Quote:
Originally Posted by deetermined2
Look how far you've come. 2 1/2 inches off your waist in a month is awesome! You know you can do this.
Yes, the process can get old. Part of being able to stick with it is finding recipes that are on plan that you enjoy. Figure out what treats you can have and make sure those are available.
On the plan I'm on, a limited amount of dark chocolate is allowed, so I make sure to keep some hidden in the back of the fridge (to help quell cravings). The hidden part is so I don't see it every time I open the fridge.

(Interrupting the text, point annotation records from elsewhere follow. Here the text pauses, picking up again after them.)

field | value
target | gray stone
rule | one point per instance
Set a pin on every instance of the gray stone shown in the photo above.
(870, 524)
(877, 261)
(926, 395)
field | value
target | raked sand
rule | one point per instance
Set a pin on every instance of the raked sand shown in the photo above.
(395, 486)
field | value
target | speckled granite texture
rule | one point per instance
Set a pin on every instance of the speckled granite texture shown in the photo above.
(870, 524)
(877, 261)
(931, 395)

There are a couple of plans that actually have treat meals every so often, and state that the change is good for your metabolism. However, there are others that say it takes several days to recover from a meal off plan. ( If you are low carb, a cheat meal is suppose to have a negative impact.)

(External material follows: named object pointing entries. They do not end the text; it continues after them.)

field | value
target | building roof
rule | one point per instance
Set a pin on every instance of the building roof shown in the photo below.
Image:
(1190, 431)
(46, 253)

You have gotten great advice from everyone! I wanted to bold this statement in particular, because it is SO me! I've been posting this a lot lately, because I think it is just such a revelation for me.
I was going along on my plan hunky dory, no problem, why didn't I do this before, weight loss is not so hard, I'm satisfied with the delicious healthy foods I've been eating, etc, etc, etc. Then Thanksgiving, and I'm telling you, I didn't even go that far off (nowhere near what I might have had before), but the next day I was quite cravy. It took a good couple days back on plan perfectly before I started to feel like, okay, yeah, this is doable, just like I thought. Well, to make sure I had tested the theory thoroughly (

), I indulged in a piece of my daughter's bday cake at her sleepover party. The next day, all tired from the lack of sleep, in veg mode, and "hung over" from the cake, I was climbing the WALLS wanting to just devour everything in the kitchen. It was a whole day of "I want it" "Well you're not going to HAVE it" "But maybe just this one day to pig out" "But one day has ALWAYS turned into 2 for you" "NO, I promise it won't this time" blah blah blah blah blah.
I woke up the next day fiercely determined to get back to it, knowing what I already learned from Thanksgiving. That if I struggle through it, I'll be back to my new "normal" soon. I ate perfectly on Monday (my crazy day was this Sunday), Tuesday was easier, and now here on Wednesday I don't feel any motivation to stray at all.
I wanted to add that I do not eat low carb, but I am learning what foods set me off. Apparently rich, buttery, and super sugary things are on the list. There is no way in heck I could get down to goal feeling the way I did on Sunday, my will power only goes so far. But now even if I want a splurge, I simply know that it's going to be a good couple days to get back under control, and I can decide from there if it's worth it.
Sorry to anyone whose already read this from me recently, but I really believe this knowledge is going to be the difference for me this time.